Ayudarnos es muy fácil, sólo necesitamos que pongáis un poco de vuestra parte.

Vendemos las pulseras de la Fundación del Síndrome de Dravet, si queréis comprarla ponernos un comentario.

Cada granito de arena cuenta y entre todos podemos lograr que la vida de estos niños sea un poco mejor.

El dinero va destinado a la investigación contra la enfermedad y a buscar una solución para todas estas familias que lo necesitan.
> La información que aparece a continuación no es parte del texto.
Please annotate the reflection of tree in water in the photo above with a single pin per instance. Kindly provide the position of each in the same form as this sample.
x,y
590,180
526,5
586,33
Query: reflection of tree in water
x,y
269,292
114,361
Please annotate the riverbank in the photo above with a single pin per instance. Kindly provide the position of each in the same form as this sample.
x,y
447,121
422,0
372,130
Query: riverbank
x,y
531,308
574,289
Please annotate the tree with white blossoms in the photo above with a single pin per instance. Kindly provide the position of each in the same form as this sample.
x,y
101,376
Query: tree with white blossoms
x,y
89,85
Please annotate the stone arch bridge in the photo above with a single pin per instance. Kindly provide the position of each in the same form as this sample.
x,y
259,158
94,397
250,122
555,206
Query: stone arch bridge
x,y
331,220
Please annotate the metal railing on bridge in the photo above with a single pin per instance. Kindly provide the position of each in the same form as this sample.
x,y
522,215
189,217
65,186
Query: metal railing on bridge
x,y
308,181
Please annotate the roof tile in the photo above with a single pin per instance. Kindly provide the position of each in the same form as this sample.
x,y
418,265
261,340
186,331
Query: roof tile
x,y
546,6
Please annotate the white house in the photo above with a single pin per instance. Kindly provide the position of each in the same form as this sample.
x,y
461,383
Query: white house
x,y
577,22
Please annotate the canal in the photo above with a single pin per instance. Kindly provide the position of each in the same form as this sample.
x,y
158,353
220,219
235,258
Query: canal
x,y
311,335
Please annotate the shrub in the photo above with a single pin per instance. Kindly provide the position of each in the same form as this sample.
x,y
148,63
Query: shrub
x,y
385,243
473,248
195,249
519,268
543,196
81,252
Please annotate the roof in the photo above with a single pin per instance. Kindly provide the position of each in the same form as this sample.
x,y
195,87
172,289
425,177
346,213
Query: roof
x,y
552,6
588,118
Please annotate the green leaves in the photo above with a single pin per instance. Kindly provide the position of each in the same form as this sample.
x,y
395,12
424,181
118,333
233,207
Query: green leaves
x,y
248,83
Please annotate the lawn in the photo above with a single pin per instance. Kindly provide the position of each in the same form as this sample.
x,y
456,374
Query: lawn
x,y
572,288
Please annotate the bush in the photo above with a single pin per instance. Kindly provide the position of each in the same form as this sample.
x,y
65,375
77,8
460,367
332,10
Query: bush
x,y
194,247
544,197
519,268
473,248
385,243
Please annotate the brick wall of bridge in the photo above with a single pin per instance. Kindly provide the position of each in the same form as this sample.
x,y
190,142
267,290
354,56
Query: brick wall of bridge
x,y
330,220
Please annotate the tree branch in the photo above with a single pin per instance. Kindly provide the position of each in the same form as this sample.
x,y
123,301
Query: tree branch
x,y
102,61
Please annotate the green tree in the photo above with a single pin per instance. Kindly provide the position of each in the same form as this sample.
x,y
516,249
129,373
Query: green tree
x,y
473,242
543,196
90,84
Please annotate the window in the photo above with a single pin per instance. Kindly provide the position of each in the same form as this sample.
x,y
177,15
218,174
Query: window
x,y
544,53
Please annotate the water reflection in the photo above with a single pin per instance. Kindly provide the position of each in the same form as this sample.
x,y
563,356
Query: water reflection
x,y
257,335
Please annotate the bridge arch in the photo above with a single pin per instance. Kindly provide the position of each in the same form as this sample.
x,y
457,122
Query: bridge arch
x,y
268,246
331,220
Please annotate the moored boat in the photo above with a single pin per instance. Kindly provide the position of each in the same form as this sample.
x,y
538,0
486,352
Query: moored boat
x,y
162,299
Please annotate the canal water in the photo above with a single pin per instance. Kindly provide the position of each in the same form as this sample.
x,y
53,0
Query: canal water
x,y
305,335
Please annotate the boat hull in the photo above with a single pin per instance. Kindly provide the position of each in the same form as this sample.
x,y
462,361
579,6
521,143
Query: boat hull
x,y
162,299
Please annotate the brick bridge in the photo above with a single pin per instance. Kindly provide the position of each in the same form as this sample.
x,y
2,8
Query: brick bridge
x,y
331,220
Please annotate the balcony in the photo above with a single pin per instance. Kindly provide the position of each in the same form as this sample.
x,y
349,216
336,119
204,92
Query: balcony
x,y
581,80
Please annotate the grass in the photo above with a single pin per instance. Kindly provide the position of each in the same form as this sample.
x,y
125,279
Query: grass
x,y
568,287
Muchas gracias por vuestra ayuda y colaboración.

¿Qué es el Síndrome de Dravet? ¿Cuáles son sus síntomas?

El Síndrome de Dravet es también conocido como epilepsia mioclónica severa de la infancia.

Es un trastorno generalizado del desarrollo.

El origen de este Síndrome es genético y se debe a una mutación en el Gen SCN1A

Los primeros síntomas aparecen con una crisis febril que se puede producir en el primer año de vida.

En edades más avanzadas aparecen otros tipos de crisis, como mioclonías (movimientos anormales involuntarios); ausencias atípicas, es decir, desconexión busca del medio, dejar de hablar o de hacer lo que estaban haciendo; y por último parciales complejas (perdida del conocimiento sin perder el tono muscular).

El retraso cognitivo se hace más evidente.

Las crisis pueden ser prolongadas y producir un status epiléptico.